Enfin, las de faire l’amant espagnol, et n’ayant point de guitare, je pris le parti d’aller écrire à mademoiselle de Graffenried. J’aurais préféré d’écrire à son amie ; mais je n’osais, et il convenait de commencer par celle à qui je devais la connaissance de l’autre, et avec qui j’étais plus familier. Ma lettre faite, j’allai la porter à mademoiselle Giraud, comme j’en étais convenu avec ces demoiselles en nous séparant. Ce furent elles qui me donnèrent cet expédient. Mademoiselle Giraud était contre-pointière, et travaillant quelquefois chez madame Galley, elle avait l’entrée de sa maison. La messagère ne me parut pourtant pas trop bien choisie ; mais j’avais peur, si je faisais des difficultés sur celle-là, qu’on ne m’en proposât point d’autre. De plus, je n’osai dire qu’elle voulait travailler pour son compte. Je me sentais humilié qu’elle osât se croire pour moi du même sexe que ces demoiselles. Enfin j’aimais mieux cet entrepôt-là que point, et je m’y tins à tout risque.

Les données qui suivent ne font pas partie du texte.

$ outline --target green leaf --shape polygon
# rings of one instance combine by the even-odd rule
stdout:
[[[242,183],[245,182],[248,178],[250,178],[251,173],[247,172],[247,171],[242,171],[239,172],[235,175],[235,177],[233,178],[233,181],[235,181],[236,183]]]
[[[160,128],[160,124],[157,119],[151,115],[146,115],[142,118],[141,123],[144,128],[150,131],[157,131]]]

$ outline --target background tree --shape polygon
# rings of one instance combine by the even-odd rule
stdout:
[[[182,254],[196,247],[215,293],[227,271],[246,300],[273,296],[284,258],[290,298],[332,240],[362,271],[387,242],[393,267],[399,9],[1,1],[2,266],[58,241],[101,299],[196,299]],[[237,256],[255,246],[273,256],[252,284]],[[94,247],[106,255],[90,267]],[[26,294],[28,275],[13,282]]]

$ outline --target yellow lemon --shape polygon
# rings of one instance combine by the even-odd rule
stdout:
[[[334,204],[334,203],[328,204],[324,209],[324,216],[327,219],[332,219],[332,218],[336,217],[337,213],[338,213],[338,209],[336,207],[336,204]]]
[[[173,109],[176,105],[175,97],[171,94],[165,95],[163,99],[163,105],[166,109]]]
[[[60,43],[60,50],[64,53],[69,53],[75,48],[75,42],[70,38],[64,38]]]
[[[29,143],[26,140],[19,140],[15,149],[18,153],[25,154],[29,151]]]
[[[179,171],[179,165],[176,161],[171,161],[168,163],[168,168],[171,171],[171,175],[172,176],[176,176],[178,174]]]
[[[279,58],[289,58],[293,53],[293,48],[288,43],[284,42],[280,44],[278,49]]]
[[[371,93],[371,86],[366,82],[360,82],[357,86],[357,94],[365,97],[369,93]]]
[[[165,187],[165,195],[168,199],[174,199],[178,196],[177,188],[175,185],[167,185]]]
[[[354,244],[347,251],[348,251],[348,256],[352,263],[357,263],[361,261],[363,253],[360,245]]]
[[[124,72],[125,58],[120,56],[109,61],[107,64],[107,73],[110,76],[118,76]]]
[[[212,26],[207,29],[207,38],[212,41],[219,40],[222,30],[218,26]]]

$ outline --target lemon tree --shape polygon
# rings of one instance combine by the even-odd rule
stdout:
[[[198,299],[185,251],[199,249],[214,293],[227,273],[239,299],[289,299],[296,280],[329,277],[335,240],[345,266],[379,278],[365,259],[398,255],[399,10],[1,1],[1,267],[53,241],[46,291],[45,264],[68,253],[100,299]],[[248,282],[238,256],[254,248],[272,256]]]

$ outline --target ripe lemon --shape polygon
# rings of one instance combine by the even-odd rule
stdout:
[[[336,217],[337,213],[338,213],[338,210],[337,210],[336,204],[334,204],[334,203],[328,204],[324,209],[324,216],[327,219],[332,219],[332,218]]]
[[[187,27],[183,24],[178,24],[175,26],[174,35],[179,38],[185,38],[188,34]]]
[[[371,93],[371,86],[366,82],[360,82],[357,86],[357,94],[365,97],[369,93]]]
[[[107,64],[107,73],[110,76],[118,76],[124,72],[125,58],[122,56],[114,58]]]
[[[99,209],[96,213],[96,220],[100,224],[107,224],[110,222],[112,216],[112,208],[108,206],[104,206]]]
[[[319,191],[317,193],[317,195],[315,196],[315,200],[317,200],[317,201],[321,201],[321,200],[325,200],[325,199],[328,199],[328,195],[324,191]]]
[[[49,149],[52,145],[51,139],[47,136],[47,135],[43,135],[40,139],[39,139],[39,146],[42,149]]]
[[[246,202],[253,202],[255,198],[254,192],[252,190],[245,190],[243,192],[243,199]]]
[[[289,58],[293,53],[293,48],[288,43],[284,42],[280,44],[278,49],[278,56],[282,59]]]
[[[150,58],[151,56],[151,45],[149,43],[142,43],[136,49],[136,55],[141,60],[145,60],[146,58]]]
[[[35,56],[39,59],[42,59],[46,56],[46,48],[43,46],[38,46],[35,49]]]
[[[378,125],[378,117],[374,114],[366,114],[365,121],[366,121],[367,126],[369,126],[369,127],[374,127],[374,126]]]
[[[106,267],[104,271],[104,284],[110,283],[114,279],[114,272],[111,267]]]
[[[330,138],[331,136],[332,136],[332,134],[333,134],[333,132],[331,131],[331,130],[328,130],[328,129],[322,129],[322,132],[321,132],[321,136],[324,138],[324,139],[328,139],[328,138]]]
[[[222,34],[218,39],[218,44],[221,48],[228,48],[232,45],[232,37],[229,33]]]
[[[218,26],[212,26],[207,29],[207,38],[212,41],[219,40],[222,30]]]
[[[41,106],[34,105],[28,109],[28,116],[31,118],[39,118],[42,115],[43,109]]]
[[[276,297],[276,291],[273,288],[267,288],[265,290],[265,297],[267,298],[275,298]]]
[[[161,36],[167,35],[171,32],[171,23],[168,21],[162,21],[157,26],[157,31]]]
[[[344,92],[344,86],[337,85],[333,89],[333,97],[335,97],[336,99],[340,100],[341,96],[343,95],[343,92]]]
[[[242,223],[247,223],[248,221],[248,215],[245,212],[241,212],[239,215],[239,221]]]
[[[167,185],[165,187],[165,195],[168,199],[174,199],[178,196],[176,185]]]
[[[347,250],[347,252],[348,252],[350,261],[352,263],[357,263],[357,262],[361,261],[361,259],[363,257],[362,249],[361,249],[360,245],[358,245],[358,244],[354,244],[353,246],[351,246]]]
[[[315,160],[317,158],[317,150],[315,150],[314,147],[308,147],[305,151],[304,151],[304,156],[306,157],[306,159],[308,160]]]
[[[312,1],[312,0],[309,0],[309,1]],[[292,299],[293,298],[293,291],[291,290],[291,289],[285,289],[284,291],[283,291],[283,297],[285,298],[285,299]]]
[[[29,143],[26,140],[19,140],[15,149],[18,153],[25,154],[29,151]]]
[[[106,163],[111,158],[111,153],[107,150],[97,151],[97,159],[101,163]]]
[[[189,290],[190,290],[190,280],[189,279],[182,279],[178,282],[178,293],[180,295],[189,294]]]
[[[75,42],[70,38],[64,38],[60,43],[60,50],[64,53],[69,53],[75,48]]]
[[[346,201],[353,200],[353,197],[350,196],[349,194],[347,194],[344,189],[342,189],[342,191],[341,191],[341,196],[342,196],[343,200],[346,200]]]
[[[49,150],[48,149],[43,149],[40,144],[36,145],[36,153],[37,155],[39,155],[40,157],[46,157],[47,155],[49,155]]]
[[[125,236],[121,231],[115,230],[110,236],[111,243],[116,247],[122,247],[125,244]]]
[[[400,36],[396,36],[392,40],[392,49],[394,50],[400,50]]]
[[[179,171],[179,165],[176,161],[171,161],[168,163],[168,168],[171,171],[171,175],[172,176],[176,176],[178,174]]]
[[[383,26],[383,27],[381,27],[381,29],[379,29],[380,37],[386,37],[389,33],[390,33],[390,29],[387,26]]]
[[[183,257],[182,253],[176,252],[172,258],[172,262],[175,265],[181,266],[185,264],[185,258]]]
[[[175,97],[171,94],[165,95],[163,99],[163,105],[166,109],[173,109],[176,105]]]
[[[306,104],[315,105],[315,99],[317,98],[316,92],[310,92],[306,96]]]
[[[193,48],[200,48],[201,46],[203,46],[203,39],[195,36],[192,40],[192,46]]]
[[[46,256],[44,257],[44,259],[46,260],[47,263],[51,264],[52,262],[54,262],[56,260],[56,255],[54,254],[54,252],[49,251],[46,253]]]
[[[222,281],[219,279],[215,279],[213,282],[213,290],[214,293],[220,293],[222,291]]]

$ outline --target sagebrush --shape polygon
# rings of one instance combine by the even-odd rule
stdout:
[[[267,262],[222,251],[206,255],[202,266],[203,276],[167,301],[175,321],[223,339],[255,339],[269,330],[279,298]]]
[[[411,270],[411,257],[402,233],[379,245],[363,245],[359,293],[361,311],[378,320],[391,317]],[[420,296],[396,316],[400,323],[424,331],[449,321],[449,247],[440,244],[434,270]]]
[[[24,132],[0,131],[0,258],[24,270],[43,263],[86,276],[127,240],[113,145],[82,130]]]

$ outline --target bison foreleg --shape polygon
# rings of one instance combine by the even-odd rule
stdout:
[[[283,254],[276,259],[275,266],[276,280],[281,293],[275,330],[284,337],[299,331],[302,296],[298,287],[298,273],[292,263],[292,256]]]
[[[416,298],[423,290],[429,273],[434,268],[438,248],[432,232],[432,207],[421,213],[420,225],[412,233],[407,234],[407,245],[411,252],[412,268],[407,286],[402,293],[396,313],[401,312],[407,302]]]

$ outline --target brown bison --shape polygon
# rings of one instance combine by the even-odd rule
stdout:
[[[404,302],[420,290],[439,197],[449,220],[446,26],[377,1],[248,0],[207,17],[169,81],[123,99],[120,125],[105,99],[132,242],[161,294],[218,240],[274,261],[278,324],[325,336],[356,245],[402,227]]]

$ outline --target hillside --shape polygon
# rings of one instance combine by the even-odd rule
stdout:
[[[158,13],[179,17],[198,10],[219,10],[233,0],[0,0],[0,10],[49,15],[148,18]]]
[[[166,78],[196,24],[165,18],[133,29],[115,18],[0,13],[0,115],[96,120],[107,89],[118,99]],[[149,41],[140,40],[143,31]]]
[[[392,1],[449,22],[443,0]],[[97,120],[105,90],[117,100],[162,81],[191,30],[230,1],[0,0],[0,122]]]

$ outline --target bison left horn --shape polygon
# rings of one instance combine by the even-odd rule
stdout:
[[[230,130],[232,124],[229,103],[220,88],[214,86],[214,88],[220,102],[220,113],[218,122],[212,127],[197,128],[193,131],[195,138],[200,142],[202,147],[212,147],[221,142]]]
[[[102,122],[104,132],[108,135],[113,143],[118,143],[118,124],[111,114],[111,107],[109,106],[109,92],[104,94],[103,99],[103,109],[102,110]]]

Au premier mot la Giraud me devina : cela n’était pas difficile. Quand une lettre à porter à de jeunes filles n’aurait pas parlé d’elle-même, mon air sot et embarrassé m’aurait seul décelé. On peut croire que cette commission ne lui donna pas grand plaisir à faire : elle s’en chargea toutefois, et l’exécuta fidèlement. Le lendemain matin je courus chez elle, et j’y trouvai ma réponse. Comme je me pressai de sortir pour l’aller lire et baiser à mon aise ! Cela n’a pas besoin d’être dit ; mais ce qui en a besoin davantage, c’est le parti que prit mademoiselle Giraud, et où j’ai trouvé plus de délicatesse et de modération que je n’en aurais attendu d’elle. Ayant assez de bon sens pour voir qu’avec ses trente-sept ans, ses yeux de lièvre, son nez barbouillé, sa voix aigre et sa peau noire, elle n’avait pas beau jeu contre deux jeunes personnes pleines de grâces et dans tout l’éclat de la beauté, elle ne voulut ni les trahir ni les servir, et aima mieux me perdre que de me ménager pour elles.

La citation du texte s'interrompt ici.